EVALUATION:Except as to respondent Jaime M. Luy, the Court finds the foregoing recommendation to be well taken.
I. Atty. JAYME M. LUY
The excuse of respondent Luy that it was only after five (5) months that complainant made a follow-up regarding the writ is not tenable because it is incumbent upon him to act with considerable dispatch so as not to unduly delay the administration of justice. His defense that the required fees should be paid first is not available to him because payment of the same should be made in Bataan and not in Makati.
Moreover, as asserted by the complainant, respondent should have sent a copy of the writ at least through registered mail to the proper court personnel at Dinalupihan, Bataan.

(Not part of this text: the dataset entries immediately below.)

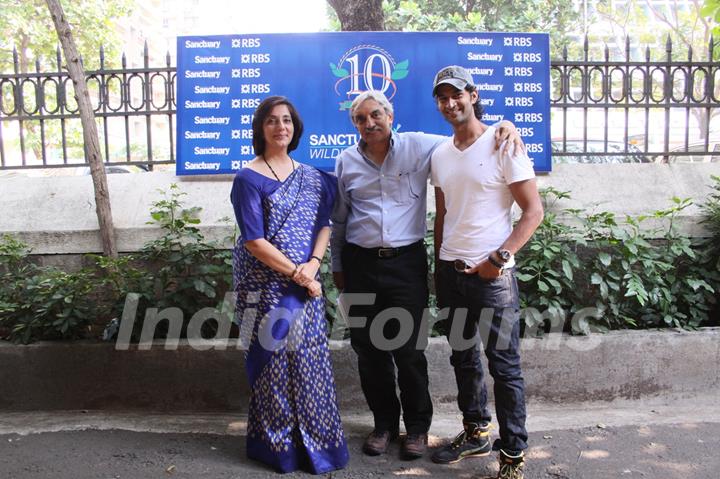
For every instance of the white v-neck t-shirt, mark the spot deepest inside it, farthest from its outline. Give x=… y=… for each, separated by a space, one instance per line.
x=478 y=201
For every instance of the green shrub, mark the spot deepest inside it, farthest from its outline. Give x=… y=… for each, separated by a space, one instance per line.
x=41 y=302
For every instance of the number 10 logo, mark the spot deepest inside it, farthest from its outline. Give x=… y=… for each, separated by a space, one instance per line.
x=374 y=71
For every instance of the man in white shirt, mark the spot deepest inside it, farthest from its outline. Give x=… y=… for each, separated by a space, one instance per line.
x=475 y=243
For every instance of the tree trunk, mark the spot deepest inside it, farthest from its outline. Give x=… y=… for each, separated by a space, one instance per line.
x=359 y=15
x=90 y=134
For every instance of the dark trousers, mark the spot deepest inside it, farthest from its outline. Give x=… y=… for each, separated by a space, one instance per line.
x=401 y=291
x=490 y=308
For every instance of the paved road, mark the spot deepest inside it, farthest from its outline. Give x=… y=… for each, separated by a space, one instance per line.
x=664 y=442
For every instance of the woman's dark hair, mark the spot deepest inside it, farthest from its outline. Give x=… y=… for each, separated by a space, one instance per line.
x=477 y=107
x=262 y=112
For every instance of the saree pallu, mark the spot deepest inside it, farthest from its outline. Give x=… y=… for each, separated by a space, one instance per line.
x=293 y=418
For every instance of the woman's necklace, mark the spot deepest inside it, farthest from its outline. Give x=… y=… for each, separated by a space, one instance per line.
x=273 y=171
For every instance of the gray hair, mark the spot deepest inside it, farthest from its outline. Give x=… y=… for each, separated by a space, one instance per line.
x=376 y=95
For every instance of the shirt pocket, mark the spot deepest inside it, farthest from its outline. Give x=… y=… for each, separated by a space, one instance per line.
x=400 y=190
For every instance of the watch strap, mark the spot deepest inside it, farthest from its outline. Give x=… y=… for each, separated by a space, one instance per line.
x=494 y=262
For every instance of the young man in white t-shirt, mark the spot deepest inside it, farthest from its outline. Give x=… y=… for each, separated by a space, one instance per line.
x=475 y=243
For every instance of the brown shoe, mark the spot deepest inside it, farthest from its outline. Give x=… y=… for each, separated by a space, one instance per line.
x=377 y=442
x=414 y=446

The mistake of respondent in sending the writ to Balanga, Bataan instead of sending it to Dinalupihan shows that he is not too diligent and careful which unduly delayed the enforcement of the writ causing prejudice to the rights of the complainant.
In view of the foregoing, respondent should be admonished and warned that a repetition of the same or similar act would be dealt with severely.
II. Sheriff JADI T. HATAB
Respondent Hatab correctly argued that he cannot be blamed for the delay being complained since he had nothing to do with the subject writ considering that he was not the addressee thereof.
The case as against him should be dismissed.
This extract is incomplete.